Joe looked at his boss in panic.

“Everything’s fine. It’s just that Lisa’s become paranoid. I came to see you to avoid her. God, what are you thinking of, shut up in here like this?”

He was asking Joe and himself at the same time.

“Me? I like getting lost in my thoughts. It doesn’t affect my work, does it?”

“No, it’s quite helpful for your work. You also just signed a big contract. How could we get by without people like you in this company?”

He watched Joe with an expression of sincerity. Joe felt that his glance was overbearing, but in the depths of Vincent’s pupils he saw rays of light like those emanating from the eyes of the cat in the book he’d just been reading, a stern look of repressed bitterness. Maybe Vincent had some connection to that archaic nation? Maybe his Arab woman wasn’t an Arab woman at all, but an even more mysterious woman of Country F? Joe lowered his eyes, not daring to look at his boss, and he became the old coal bearer in the book he’d just been reading: he collapsed on the stairs, his ears strained to hear the people inside the palace gates, the footsteps of groups running back and forth, back and forth.
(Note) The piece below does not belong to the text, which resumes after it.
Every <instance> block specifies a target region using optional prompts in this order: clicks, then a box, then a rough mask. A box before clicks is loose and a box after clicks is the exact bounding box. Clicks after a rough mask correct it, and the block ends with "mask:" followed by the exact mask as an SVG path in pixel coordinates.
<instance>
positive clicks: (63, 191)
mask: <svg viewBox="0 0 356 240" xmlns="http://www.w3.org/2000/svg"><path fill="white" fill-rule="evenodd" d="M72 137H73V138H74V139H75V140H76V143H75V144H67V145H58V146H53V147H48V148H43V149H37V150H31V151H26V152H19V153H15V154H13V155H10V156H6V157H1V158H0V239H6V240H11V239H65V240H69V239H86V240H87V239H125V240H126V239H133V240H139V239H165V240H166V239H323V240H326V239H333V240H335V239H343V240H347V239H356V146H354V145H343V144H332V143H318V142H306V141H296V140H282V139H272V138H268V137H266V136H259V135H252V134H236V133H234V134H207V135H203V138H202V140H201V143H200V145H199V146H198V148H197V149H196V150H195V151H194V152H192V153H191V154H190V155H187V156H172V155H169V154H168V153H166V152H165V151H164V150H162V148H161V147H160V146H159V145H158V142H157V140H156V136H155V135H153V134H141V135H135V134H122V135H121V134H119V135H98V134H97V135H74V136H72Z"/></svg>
Vincent continued, “So, what about that thing we were talking about earlier? What are you thinking? I’ve been to places like that. I mean a thatched hut in the wilderness, and from its doorway you can see the mountaintops burned by wildfires. You should consider things like this seriously. Don’t give up thinking about them just because you’re indispensable to the company.”

Joe’s boss was plainly standing right in front of him, but Joe felt more and more as though his voice was emanating from another room.

“You might end up like me,” Vincent said, repeating himself so Joe would hear.